Semiparametric Regression Modeling of Current Status Competing Risks Data: A Bayesian Approach
Conference
65th ISI World Statistics Congress 2025
Format: IPS Abstract - WSC 2025
Session: IPS 802 - Regression Models for Lifetime Data
Thursday 9 October 2 p.m. - 3:40 p.m. (Europe/Amsterdam)
Abstract
The current status censoring takes place in survival analysis when the exact event
times are not known, but each individual is monitored once for their survival status. The
current status data often arise in medical research, from situations that involve multiple
causes of failure. Examining current status competing risks data, commonly encountered
in epidemiological studies and clinical trials, is more advantageous with Bayesian methods compared to conventional approaches. They excel in integrating prior knowledge with the
observed data and delivering accurate results even with small samples. Inspired by these
advantages, the present study is pioneering in introducing a Bayesian framework for both
modeling and analysis of current status competing risks data together with covariates.

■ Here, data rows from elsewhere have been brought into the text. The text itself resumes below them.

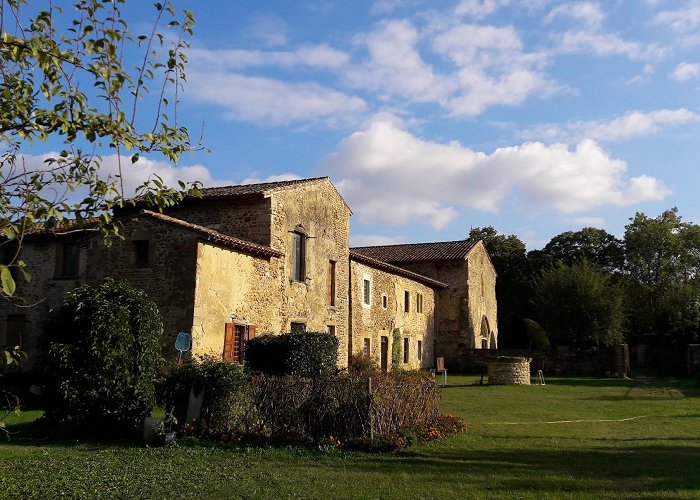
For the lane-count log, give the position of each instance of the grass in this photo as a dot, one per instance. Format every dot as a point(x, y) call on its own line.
point(628, 441)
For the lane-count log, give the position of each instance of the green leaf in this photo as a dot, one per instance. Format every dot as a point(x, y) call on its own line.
point(8, 282)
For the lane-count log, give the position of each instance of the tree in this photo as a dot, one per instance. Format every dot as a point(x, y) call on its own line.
point(579, 305)
point(509, 258)
point(597, 246)
point(663, 280)
point(68, 81)
point(103, 348)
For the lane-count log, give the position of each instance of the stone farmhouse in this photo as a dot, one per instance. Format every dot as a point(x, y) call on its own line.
point(268, 258)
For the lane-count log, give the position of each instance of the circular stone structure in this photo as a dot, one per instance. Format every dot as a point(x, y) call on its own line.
point(508, 370)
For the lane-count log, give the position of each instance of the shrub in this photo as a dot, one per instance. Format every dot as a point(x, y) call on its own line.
point(226, 405)
point(307, 354)
point(101, 354)
point(345, 405)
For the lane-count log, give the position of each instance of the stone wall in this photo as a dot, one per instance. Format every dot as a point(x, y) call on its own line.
point(232, 287)
point(317, 210)
point(505, 370)
point(373, 321)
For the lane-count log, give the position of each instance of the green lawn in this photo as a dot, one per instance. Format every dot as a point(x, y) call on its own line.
point(635, 441)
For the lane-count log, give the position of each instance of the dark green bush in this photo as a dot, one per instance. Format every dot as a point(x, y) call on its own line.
point(308, 354)
point(101, 355)
point(226, 405)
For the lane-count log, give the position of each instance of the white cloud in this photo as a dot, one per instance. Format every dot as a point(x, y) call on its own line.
point(681, 20)
point(589, 13)
point(365, 240)
point(390, 176)
point(316, 56)
point(395, 66)
point(685, 71)
point(602, 44)
point(272, 102)
point(630, 125)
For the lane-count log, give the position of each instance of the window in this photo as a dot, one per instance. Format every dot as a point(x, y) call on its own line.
point(142, 257)
point(15, 329)
point(366, 292)
point(299, 256)
point(67, 260)
point(331, 282)
point(235, 338)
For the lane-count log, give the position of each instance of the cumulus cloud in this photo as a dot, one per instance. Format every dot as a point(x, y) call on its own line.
point(628, 126)
point(683, 19)
point(272, 102)
point(685, 71)
point(390, 176)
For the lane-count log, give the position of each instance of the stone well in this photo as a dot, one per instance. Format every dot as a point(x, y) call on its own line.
point(507, 370)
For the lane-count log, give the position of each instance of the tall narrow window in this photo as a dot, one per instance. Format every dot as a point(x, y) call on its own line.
point(331, 282)
point(298, 256)
point(67, 260)
point(142, 256)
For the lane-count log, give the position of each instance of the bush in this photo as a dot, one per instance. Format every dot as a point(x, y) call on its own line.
point(344, 405)
point(307, 354)
point(227, 403)
point(101, 354)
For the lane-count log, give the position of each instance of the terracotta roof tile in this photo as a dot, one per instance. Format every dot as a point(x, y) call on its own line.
point(253, 189)
point(217, 237)
point(358, 257)
point(419, 252)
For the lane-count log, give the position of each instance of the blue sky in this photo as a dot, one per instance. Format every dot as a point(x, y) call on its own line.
point(534, 116)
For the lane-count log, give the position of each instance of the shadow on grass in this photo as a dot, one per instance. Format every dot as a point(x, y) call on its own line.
point(616, 472)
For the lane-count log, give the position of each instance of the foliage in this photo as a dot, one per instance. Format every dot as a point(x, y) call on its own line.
point(102, 351)
point(396, 349)
point(68, 79)
point(596, 246)
point(226, 404)
point(579, 305)
point(536, 334)
point(663, 262)
point(304, 354)
point(345, 405)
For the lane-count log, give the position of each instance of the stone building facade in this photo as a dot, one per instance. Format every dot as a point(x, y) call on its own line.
point(466, 308)
point(264, 258)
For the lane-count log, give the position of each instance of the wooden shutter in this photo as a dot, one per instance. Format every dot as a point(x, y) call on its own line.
point(229, 341)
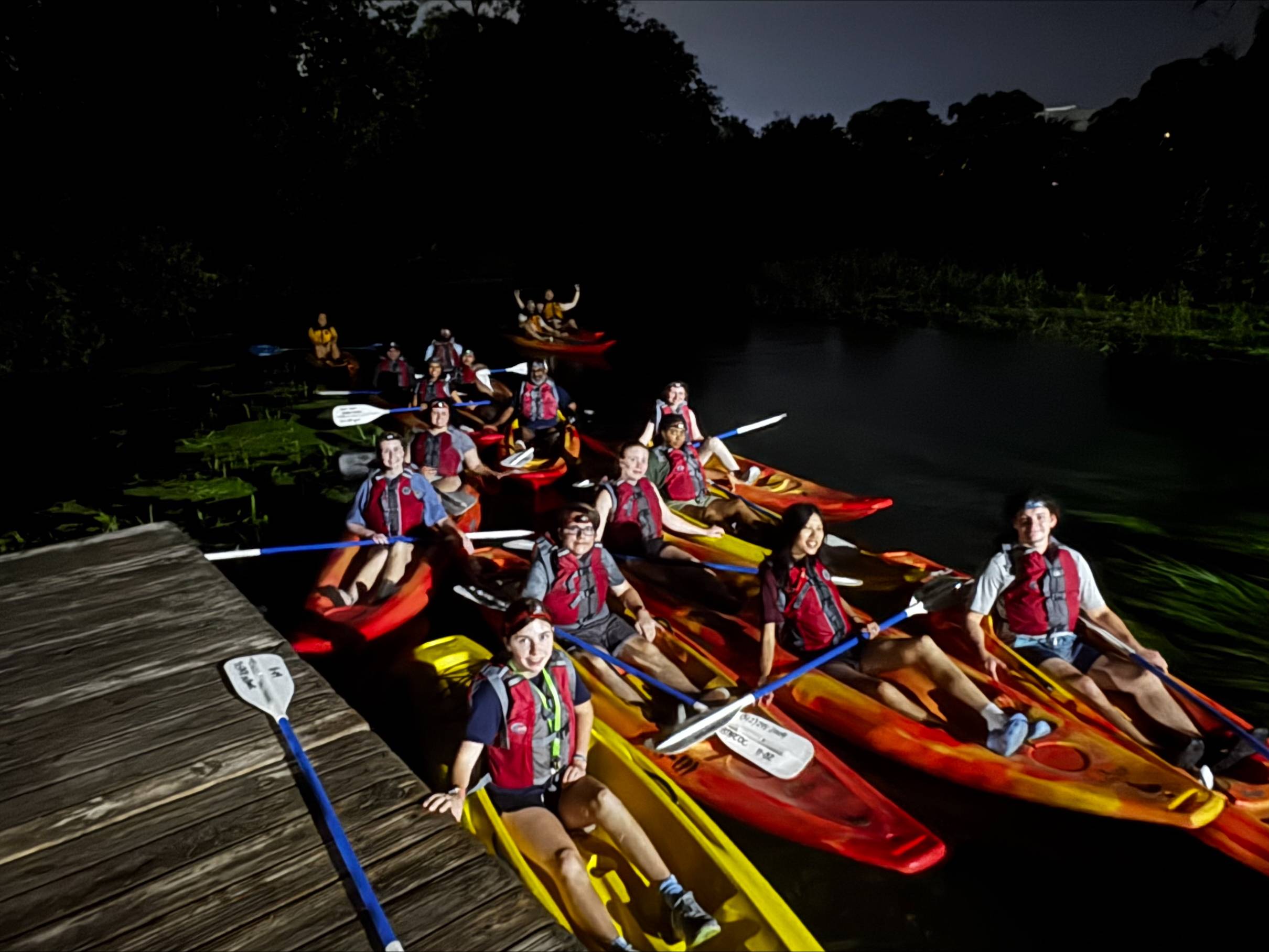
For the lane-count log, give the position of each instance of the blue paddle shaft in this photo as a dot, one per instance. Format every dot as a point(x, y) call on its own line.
point(642, 676)
point(318, 546)
point(364, 891)
point(823, 659)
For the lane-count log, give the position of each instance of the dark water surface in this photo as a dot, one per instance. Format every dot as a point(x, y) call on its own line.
point(1160, 465)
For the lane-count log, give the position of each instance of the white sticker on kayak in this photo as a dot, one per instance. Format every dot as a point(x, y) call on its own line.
point(776, 749)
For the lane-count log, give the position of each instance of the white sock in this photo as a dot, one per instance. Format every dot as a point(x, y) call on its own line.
point(994, 716)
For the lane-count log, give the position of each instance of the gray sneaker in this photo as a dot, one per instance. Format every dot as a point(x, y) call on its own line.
point(692, 923)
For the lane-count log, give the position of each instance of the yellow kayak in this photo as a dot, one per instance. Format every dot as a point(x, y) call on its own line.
point(751, 914)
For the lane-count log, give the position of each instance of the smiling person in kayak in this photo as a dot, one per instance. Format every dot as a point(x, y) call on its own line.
point(394, 501)
point(394, 376)
point(674, 400)
point(804, 611)
point(677, 470)
point(574, 579)
point(532, 716)
point(537, 410)
point(1037, 588)
point(442, 452)
point(632, 513)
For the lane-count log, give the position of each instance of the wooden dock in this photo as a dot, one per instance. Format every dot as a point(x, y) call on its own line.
point(143, 805)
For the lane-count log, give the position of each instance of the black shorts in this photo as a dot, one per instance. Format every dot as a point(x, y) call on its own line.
point(508, 802)
point(609, 633)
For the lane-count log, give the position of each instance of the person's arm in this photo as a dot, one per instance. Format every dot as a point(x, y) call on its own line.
point(461, 776)
point(585, 715)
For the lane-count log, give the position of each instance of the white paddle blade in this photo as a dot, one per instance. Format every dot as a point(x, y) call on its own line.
point(517, 460)
point(356, 414)
point(768, 422)
point(262, 681)
point(693, 730)
point(762, 742)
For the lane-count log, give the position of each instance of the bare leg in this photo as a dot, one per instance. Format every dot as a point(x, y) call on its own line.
point(1083, 685)
point(889, 654)
point(880, 691)
point(1147, 691)
point(648, 657)
point(588, 802)
point(545, 842)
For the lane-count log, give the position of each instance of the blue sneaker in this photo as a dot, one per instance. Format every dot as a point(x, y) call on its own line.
point(1007, 740)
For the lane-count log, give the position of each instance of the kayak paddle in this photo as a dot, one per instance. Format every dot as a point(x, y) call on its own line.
point(264, 682)
point(778, 751)
point(357, 414)
point(702, 727)
point(1248, 737)
point(352, 544)
point(749, 428)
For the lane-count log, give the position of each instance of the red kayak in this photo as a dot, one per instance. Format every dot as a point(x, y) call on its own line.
point(826, 806)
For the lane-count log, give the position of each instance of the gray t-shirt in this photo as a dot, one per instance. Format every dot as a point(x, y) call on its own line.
point(542, 577)
point(999, 576)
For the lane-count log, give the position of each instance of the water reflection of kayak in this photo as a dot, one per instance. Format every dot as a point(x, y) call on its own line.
point(700, 853)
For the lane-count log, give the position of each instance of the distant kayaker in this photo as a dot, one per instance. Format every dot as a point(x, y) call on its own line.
point(1037, 588)
point(805, 613)
point(678, 471)
point(532, 718)
point(537, 408)
point(554, 311)
point(574, 578)
point(434, 384)
point(447, 350)
point(443, 452)
point(325, 341)
point(394, 501)
point(632, 513)
point(394, 376)
point(674, 400)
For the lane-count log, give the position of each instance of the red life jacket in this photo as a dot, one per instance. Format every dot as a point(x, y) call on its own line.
point(686, 480)
point(438, 451)
point(1045, 594)
point(815, 617)
point(432, 390)
point(579, 587)
point(521, 757)
point(539, 402)
point(446, 352)
point(409, 505)
point(403, 372)
point(636, 513)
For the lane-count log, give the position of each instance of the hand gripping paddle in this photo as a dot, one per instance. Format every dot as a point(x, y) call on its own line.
point(264, 682)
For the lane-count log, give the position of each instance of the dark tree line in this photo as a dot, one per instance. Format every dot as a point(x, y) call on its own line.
point(201, 165)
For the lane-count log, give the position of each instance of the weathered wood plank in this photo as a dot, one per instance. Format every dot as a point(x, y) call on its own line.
point(202, 837)
point(42, 821)
point(179, 818)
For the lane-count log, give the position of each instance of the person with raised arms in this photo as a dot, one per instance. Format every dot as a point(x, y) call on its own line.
point(537, 409)
point(677, 470)
point(804, 611)
point(446, 348)
point(394, 501)
point(325, 341)
point(632, 513)
point(434, 384)
point(574, 579)
point(531, 718)
point(394, 376)
point(443, 452)
point(1037, 588)
point(674, 400)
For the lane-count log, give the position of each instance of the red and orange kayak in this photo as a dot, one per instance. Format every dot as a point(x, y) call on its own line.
point(826, 806)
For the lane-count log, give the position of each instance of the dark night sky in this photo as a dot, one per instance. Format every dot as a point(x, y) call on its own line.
point(815, 56)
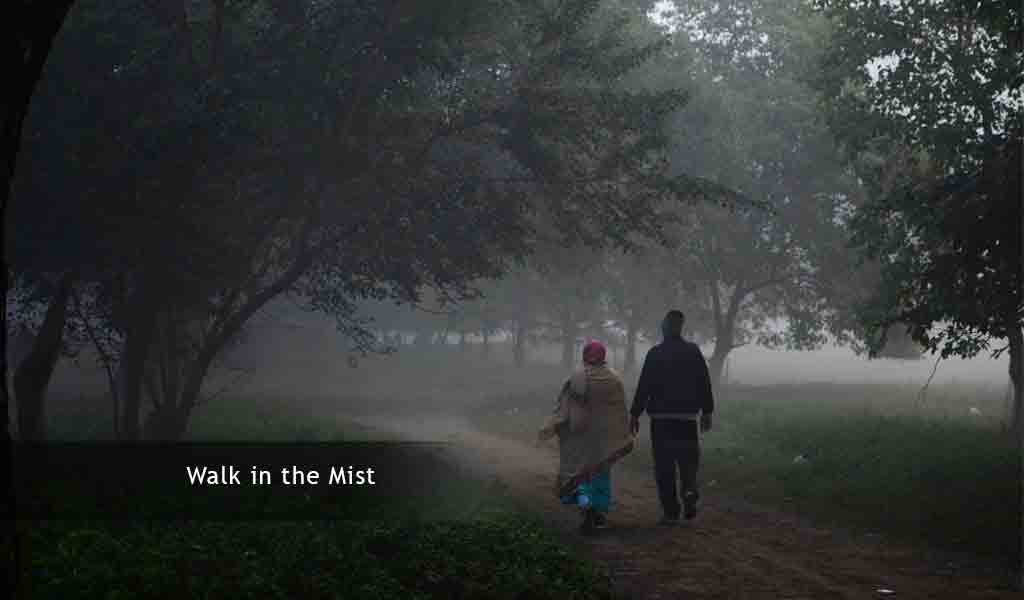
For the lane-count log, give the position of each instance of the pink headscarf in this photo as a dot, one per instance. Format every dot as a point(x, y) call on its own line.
point(593, 352)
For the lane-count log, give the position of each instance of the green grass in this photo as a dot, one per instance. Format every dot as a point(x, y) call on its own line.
point(947, 482)
point(467, 541)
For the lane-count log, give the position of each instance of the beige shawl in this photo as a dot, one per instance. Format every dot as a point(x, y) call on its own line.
point(592, 425)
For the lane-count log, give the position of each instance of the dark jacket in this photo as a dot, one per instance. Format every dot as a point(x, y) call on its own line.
point(674, 381)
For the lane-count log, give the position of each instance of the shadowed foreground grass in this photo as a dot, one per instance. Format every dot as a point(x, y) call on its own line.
point(467, 542)
point(949, 482)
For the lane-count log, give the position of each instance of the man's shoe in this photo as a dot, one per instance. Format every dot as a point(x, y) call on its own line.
point(690, 505)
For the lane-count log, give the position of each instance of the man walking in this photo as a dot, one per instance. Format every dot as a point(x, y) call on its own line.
point(675, 390)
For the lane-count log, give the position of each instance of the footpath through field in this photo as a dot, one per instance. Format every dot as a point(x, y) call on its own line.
point(732, 550)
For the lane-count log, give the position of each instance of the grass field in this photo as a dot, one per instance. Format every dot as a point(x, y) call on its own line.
point(875, 457)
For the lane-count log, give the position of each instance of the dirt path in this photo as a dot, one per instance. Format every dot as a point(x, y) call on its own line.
point(730, 551)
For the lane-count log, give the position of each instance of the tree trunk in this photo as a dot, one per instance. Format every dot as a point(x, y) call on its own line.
point(568, 339)
point(717, 361)
point(27, 43)
point(1016, 351)
point(33, 375)
point(138, 340)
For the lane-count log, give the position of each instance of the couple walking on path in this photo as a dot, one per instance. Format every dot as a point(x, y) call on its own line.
point(594, 429)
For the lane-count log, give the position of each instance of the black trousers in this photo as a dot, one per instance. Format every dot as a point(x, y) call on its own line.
point(676, 444)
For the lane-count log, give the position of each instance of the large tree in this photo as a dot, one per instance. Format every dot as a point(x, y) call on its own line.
point(758, 273)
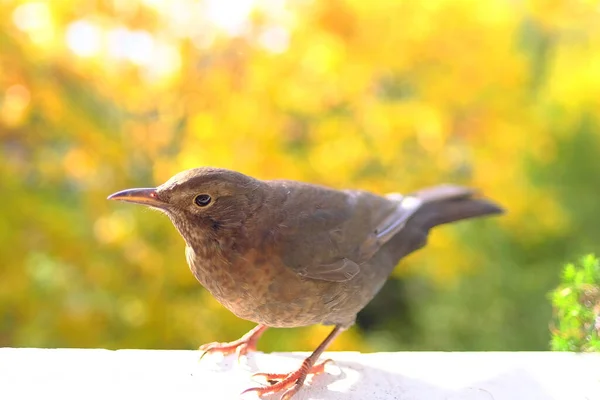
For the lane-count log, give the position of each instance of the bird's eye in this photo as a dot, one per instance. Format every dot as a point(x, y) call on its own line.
point(202, 200)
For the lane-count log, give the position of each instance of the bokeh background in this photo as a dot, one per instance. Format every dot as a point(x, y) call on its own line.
point(385, 95)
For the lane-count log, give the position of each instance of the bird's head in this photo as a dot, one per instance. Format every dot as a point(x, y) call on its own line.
point(201, 201)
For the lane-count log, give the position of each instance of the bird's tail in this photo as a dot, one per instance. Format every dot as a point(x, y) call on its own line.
point(440, 205)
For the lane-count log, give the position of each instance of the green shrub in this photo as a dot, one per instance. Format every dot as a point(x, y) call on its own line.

By means of the proportional hazards model, estimation procedures for the regression
parameters and cumulative incidence functions are established assuming appropriate prior distributions. The posterior computation is performed using an adaptive Metropolis-
Hastings algorithm. Methods for comparing and validating models have been devised,
and an assessment of the finite sample characteristics of the estimators is conducted
through simulated studies. Through the application of this Bayesian approach to prostate
cancer clinical trial data, its practical efficacy is demonstrated.